Dagstuhl Seminar 07071: Web Information Retrieval and Linear Algebra Algorithms

Dagstuhl Seminar 07071

Web Information Retrieval and Linear Algebra Algorithms

( Feb 11 – Feb 16, 2007 )

(Click in the middle of the image to enlarge)

Permalink

Please use the following short url to reference this page: https://www.dagstuhl.de/07071

Organizers

Andreas Frommer (Bergische Universität Wuppertal, DE)
Michael W. Mahoney (Yahoo Research - Sunnyvale, US)
Daniel B. Szyld (Temple University - Philadelphia, US)

Contact

Dagstuhl Service Team

Publications

Web Information Retrieval and Linear Algebra Algorithms. Andreas Frommer, Michael W. Mahoney, and Daniel B. Szyld (Eds.). Dagstuhl Seminar Proceedings, Volume 7071. June 28, 2007

Summary

Show Summary

A seminar concentrating on the intersection of the fields of information retrieval and other web-related aspects with numerical and applied linear algebra techniques was held with the attendance of scientists from industry and academia.

The scientific community has witnessed the increasing importance of linear algebra algorithms and of Markov chain modeling in several applications from computer science. Of particular importance is linear algebra algorithms to study the structure of the Web and information retrieval (IR) on the Web. The main focus of the seminar was the evolving theory and computational aspects of methods for web information retrieval, including search engines, that are inspired by traditional and recent advances in algorithms for linear algebra problems. To this end, the seminar brought together scientists from academia with background in computer science or numerical mathematics and scientists working in industry, mostly from Yahoo Research (both from the US and Europe).

Structure of the seminar

The seminar was attended by forty-seven participants coming from thirteen different countries. We had a good mixture of graduate students, young researchers, scientists in mid-career, and senior investigators from academia and industry. There was a total of thirty-one talks. Due to the diverse backgrounds of the attendees it was decided to have five longer expository talks which included introductions to the subjects and methods of the respective fields.

Outcome of the seminar

We want to highlight that the seminar really fostered interaction between people from academia and industry. Many participants observed that they benefited greatly from the contributions presented from researchers working in other fields or other settings.

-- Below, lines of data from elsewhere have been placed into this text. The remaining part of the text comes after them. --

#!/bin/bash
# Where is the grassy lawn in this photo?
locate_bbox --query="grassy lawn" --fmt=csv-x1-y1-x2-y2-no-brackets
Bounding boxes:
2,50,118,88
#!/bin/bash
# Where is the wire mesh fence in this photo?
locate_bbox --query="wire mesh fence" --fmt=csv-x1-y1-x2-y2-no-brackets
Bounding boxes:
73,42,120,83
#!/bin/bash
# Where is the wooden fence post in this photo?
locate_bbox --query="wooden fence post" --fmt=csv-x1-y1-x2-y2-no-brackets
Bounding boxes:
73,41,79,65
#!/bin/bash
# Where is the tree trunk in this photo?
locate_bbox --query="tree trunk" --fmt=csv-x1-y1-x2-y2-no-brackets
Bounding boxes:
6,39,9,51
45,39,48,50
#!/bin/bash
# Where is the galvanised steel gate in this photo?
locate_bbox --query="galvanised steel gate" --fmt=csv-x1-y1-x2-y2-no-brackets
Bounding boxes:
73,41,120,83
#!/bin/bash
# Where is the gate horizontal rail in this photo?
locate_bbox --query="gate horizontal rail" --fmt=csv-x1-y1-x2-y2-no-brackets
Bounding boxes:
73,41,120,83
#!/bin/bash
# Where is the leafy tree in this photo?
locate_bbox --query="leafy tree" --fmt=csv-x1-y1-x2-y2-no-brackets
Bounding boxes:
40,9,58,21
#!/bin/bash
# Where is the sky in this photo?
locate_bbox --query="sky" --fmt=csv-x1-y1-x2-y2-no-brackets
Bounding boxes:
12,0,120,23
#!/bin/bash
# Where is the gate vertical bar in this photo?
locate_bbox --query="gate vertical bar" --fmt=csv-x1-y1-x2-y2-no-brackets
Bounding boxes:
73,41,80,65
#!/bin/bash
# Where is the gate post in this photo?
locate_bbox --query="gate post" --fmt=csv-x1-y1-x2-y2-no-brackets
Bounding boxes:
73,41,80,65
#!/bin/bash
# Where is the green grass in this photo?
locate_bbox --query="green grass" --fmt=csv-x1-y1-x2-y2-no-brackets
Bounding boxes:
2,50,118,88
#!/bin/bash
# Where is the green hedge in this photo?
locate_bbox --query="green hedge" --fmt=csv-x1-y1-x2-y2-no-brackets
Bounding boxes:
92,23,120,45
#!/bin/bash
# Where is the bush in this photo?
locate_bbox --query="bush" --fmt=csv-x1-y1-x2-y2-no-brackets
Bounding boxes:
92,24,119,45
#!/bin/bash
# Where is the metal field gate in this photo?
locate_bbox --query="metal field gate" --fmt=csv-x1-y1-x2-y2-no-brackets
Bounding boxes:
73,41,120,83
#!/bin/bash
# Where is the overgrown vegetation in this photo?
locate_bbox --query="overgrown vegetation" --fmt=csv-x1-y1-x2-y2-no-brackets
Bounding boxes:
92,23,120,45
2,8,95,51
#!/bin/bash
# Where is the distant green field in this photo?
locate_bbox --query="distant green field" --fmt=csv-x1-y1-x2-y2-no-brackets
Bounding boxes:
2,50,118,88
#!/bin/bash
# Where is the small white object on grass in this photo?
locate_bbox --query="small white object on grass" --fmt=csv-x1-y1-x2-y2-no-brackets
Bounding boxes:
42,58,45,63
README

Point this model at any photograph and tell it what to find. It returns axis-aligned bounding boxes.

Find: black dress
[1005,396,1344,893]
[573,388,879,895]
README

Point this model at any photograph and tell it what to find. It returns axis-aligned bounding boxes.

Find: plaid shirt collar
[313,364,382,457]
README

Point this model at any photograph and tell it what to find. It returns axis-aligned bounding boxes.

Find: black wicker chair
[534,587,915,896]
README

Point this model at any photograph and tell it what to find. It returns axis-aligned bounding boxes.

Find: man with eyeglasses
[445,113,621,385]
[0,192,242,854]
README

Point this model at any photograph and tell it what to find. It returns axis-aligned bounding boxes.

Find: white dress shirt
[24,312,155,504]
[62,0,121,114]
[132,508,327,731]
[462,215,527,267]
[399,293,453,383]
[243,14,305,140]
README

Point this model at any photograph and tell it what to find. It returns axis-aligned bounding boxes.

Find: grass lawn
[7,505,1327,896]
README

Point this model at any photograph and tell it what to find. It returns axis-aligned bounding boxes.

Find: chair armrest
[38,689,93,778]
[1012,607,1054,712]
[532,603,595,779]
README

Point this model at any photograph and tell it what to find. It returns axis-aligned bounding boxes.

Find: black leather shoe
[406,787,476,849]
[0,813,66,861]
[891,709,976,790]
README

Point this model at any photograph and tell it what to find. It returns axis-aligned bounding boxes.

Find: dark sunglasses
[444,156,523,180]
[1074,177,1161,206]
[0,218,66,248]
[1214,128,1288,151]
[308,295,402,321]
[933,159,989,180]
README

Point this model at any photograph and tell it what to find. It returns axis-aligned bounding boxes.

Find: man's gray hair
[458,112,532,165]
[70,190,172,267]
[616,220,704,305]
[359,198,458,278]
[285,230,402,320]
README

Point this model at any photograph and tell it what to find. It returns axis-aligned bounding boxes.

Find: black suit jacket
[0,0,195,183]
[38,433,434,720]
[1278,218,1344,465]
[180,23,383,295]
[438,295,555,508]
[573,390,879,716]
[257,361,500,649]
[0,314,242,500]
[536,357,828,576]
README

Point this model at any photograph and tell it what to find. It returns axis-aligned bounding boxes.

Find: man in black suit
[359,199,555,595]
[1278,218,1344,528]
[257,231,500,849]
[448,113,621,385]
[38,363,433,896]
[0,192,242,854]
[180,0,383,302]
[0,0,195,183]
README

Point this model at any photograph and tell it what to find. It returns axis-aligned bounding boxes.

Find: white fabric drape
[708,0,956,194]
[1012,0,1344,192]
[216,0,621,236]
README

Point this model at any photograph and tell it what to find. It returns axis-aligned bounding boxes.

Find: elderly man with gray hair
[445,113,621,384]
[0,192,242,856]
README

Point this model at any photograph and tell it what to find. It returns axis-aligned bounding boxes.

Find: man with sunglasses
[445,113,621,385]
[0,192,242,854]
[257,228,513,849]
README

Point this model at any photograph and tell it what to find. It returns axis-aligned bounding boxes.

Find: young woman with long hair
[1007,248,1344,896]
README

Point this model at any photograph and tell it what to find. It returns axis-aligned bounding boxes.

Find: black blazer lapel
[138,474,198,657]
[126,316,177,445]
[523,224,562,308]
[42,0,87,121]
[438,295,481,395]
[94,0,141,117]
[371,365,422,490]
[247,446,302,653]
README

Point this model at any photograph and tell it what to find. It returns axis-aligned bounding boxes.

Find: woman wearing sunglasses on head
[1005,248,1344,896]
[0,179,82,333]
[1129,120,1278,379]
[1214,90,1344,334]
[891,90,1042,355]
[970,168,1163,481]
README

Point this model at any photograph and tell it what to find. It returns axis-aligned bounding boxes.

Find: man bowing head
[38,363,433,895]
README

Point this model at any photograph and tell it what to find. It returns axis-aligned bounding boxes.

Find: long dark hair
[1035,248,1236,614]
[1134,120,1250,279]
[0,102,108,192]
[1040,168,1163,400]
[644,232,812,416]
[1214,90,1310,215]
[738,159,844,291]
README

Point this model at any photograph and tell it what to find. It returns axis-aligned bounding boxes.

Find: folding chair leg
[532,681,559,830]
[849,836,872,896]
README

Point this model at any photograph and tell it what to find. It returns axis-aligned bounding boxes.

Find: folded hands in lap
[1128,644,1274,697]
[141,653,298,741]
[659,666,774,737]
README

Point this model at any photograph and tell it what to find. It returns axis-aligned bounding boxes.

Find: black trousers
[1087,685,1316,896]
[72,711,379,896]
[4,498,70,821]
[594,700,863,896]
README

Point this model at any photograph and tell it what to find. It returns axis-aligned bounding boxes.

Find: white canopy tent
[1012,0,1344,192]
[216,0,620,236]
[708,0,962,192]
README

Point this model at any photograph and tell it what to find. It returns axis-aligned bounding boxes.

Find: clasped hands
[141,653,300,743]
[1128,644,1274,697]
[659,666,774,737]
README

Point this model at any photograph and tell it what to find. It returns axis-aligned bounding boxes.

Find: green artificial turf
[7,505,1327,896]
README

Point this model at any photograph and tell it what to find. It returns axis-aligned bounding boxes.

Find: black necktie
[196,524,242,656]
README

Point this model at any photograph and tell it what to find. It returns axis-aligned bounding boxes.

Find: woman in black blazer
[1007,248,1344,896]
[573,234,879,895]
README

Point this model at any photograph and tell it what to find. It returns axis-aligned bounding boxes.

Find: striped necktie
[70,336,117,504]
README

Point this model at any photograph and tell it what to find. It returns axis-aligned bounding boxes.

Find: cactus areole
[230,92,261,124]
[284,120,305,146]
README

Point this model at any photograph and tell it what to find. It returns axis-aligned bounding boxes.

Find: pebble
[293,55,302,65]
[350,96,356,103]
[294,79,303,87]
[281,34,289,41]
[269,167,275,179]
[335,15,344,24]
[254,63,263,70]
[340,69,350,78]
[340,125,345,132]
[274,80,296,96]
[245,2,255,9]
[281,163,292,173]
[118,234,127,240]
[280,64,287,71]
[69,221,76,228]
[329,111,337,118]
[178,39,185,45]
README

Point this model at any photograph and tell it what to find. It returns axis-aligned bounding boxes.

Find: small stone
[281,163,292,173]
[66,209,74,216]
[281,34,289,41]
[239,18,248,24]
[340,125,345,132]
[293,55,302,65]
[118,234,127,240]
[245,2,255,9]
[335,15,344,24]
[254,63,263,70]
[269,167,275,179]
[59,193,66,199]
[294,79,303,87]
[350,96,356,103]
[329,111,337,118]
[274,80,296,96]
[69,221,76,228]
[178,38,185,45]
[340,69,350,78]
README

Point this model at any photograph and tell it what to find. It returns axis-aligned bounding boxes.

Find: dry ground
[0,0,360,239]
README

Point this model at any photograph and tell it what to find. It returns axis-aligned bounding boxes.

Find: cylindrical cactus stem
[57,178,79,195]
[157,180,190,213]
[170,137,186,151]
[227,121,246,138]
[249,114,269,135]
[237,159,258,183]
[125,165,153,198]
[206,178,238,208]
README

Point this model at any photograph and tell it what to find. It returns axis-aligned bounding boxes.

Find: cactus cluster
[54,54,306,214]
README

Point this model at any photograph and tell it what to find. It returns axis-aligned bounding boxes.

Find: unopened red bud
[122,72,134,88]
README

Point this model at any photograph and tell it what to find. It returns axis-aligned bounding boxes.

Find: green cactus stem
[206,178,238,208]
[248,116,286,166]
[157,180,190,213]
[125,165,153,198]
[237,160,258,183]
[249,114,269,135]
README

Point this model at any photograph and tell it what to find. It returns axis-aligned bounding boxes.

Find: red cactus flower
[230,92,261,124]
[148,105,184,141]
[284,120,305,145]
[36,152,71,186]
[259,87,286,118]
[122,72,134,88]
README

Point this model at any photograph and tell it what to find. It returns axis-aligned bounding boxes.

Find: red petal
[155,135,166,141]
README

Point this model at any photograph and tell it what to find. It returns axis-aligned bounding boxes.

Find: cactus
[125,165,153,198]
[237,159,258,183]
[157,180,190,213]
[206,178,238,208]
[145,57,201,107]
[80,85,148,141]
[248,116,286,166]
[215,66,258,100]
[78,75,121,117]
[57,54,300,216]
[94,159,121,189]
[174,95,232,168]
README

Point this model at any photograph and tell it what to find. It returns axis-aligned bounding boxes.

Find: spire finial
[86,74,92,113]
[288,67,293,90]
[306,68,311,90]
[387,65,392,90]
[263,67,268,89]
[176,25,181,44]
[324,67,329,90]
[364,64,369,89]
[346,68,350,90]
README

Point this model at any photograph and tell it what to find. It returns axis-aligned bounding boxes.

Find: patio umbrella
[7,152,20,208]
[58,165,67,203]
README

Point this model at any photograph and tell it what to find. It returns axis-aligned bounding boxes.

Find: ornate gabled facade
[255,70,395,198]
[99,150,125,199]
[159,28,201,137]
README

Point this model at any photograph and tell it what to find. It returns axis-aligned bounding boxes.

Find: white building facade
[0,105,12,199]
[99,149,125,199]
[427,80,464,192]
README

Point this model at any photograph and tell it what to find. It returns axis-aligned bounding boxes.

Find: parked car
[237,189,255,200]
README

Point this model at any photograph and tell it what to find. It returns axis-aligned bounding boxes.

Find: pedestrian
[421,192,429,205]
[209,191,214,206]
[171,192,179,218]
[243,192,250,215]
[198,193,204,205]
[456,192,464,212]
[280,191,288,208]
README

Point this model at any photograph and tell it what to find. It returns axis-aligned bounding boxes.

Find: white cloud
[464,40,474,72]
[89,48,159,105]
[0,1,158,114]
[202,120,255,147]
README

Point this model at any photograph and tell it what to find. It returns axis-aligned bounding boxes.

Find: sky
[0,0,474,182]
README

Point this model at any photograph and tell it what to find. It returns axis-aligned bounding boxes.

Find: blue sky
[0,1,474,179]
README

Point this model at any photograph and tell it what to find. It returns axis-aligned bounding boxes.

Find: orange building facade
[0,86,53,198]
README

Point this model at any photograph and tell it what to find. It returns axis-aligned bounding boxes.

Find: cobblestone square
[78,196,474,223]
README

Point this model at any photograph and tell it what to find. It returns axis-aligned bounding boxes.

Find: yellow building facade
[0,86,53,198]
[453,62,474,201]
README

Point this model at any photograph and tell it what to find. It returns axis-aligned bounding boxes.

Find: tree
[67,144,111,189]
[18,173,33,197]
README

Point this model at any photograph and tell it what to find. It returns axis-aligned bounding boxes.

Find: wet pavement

Among the findings of this seminar, we mention the following: While it became clear from the scientists working in web retrieval that Pagerank now is just a minor ingredient in web ranking algorithms, it turns out that Pageranklike approaches continue to play an important role in other areas such as social science or community behavior. In this area, but also in more advanced, semantic models, the properties of eigenvalues and eigenvectors of huge sparse matrices and their computation continue to be at the heart of current research. Similarly, other classical matrix factorization techniques like the singular value decomposition have new applications, for example, in cluster analysis.

Techniques using low rank (and thus data efficient) approximations to huge matrices become increasingly important for data analysis and representation. For example, recent work has focused on employing randomization to improve low-rank computations and also large statistical regression problems. A particularly difficult issue is that traditional methods such as the SVD and QR decomposition destroy sparsity. Thus, low-rank approximations that respect sparsity are important. A second issue is that in many applications, one is not interested in the results of low-rank computations per se, but instead one wants to use it to learn from the data. Thus, studying matrix decompositions with good learning or generalization properties is important. Relatedly, in many cases an important question has to do with the best way to represent the data, i.e., which vector space is most appropriate to model the data in order to perform efficient computations.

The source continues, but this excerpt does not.